As a colleague once told me, it takes 20 years to have 20 years of experience. In any project I’m juggling a dozen considerations my juniors may not ever have thought of—business strategy, client relations, profitability, training, and staff resources. This ability comes only with decades of sacrifices that led to this opportunity for all of us. No doubt a younger colleague may have a better idea—there is always a better idea—but we can’t implement or even consider them all.
I promise, I’m not a curmudgeon. I use a MacBook Air, an iPhone 5, and dozens of apps. I can name a dozen rappers, and own a half dozen Wilco concert t-shirts. But my career was built on these 1970s HR philosophies:
- Professional Development: “Here. Don’t screw this up.”
- Employer Feedback on a Job Well Done: [Silence.]

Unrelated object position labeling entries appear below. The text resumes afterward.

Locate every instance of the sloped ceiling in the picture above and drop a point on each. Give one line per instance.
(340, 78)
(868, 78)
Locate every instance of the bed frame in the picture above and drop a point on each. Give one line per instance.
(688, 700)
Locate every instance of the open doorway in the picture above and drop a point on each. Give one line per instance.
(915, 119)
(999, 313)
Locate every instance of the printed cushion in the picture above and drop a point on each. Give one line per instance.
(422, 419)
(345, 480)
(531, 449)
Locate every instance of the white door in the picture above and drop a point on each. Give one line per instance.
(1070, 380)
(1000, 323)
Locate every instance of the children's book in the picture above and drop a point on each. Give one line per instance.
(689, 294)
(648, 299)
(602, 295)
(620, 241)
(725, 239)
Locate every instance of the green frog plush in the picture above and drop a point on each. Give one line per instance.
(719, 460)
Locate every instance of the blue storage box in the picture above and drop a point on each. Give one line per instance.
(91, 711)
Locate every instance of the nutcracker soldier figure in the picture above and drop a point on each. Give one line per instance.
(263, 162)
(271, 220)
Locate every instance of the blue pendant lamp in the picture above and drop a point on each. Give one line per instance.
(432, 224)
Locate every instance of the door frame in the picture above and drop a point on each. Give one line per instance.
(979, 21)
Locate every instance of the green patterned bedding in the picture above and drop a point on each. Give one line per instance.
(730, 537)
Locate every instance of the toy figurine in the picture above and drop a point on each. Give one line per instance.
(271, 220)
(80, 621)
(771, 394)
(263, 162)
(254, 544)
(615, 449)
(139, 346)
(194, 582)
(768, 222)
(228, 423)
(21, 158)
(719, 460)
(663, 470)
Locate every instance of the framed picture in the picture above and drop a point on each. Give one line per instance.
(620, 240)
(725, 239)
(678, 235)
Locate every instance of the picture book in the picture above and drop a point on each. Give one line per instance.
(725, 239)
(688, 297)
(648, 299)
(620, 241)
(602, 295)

- Employer Feedback on a Job Screwed Up: See above.
- Test of Fitness for Promotion: Cancelled dates, field trips, vacations
- Interaction with senior managers: Possible, after a few years
The Dark Ages of HR. I don’t recommend any of this as best practice. Yet, maybe we shouldn’t throw the Boomers out with the bathwater. Each interaction was an opportunity to develop qualities of resilience, determination, and focus. And so I learned to deal with competitors, opponents, occasional difficult clients—indeed, the external world—who really didn’t give a fig about my feelings.
I love working with young colleagues and using the best ideas wherever they come from. And I would argue that some of the best ideas come from experience.
I’m very interested in you, your career and interests. But we still have to deliver the work we have, on time and on budget. Just as you are juggling work and your personal life, most of my generation is coping with some combination of aging parents, college tuition, and aches and pains. We’ve been taught to tough it out and get on with the job.
In my 10 years at Clarus, I’ve learned that great results can only come from the collaboration of co-workers with varying backgrounds. While intergenerational differences can present challenges, it’s our contrasts- and how we learn to deal with them- that ultimately make us a strong team.
At Clarus, when we work with organizations to improve teamwork around generational differences, we encourage more dialogue among age groups. Somewhere between us, if we work together, we’ll leverage the best from everyone. So we thought we’d share the conversation in our own multigenerational staff. We’ll be interested in your experience, too.